I have confined two queens this spring and neither have done anything. I do now have straight pollen so I placed some soft patty that I have for my honey bees in a ball with a small jar of sugar syrup with cotton balls. Will sub patty work? 

I also wonder if my chamber is too big. It is probably about 14" square and I have a small entry chamber too. There was mention of putting several young nurse bees with her on here in an old thread, but I cannot find that suggestion anywhere else. 

Or is it just luck?


----------



## JRG13

Sure they're queens? I've seen youtube on it, what kind of nesting material do you have inside?


----------



## gezellig

To what end are you seeking? Are you sure they're queens? If so, are you sure they're mated?


----------



## jwcarlson

They'd have mated last fall...? So I guess the answer to that is I can't be sure? They are the only bumble bees I have seen around. It was like a switch was flipped. This is the time of year I noticed them looking for nest sites last year too, I just didn't have an interest in catching them at the time.

Both of these have been caught while they're rifling through leaves and cracks seemingly looking for cavities. No pollen on them and they're not going at flowers, checking all dark spaces they can find. One of them was in my garage poking around. The other checking cracks in concrete pad at one of my outyards.

The end I'm seeking is just trying to have them raise a colony in my backyard. 

Nesting materials. Torn up old cushion from a chair, dry grass/leaves, and a little bit of horse bedding (unused) from one of my quilt boxes.

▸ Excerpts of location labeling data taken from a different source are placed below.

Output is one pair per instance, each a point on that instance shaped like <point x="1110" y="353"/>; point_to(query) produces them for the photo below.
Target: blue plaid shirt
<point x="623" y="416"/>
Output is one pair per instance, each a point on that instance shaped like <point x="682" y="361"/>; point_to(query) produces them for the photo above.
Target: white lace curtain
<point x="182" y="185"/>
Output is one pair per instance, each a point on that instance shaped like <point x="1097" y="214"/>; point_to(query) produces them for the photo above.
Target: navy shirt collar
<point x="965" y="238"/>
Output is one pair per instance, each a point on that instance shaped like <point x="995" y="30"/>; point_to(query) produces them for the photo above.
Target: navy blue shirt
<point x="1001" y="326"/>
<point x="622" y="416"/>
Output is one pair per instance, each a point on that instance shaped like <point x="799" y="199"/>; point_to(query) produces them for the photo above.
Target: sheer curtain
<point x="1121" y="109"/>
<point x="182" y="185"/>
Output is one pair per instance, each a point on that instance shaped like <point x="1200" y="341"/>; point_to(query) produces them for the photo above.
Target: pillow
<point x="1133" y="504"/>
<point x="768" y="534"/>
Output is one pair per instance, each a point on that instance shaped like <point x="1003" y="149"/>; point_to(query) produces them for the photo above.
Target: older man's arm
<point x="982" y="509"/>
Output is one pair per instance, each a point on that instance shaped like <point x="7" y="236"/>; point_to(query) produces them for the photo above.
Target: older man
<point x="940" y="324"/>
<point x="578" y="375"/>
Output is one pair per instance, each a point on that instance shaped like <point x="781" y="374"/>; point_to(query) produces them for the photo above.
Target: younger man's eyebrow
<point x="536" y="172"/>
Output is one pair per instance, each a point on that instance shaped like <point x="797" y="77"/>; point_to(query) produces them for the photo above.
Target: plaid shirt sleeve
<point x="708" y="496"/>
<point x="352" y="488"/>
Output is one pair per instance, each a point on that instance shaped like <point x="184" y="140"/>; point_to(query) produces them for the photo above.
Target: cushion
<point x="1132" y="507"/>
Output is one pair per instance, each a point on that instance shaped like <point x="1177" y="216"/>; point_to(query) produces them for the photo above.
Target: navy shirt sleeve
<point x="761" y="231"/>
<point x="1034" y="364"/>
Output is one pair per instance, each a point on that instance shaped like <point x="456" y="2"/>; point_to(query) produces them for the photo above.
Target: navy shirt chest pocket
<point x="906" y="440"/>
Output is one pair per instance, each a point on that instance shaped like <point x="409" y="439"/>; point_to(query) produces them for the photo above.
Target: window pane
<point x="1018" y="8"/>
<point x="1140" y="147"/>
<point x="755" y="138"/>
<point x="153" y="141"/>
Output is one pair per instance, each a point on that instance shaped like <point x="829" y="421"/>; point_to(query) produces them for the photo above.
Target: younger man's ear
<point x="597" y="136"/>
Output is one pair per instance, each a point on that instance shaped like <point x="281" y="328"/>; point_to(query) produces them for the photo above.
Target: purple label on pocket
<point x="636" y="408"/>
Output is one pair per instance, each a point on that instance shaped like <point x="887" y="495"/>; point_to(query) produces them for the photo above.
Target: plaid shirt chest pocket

I have read that it's unlikely for confined queen to start a nest, something like only four in ten or so will respond to it. And that depends on the species too, I am unsure which species I have, however.


----------



## jwcarlson




----------



## tech.35058

I realize that this is an old thread, but JW, how did this work out?
Did you end up with a bumble bee breeding colony, or a BB observation hive?
( kind of dreaming about next spring  ) CE


----------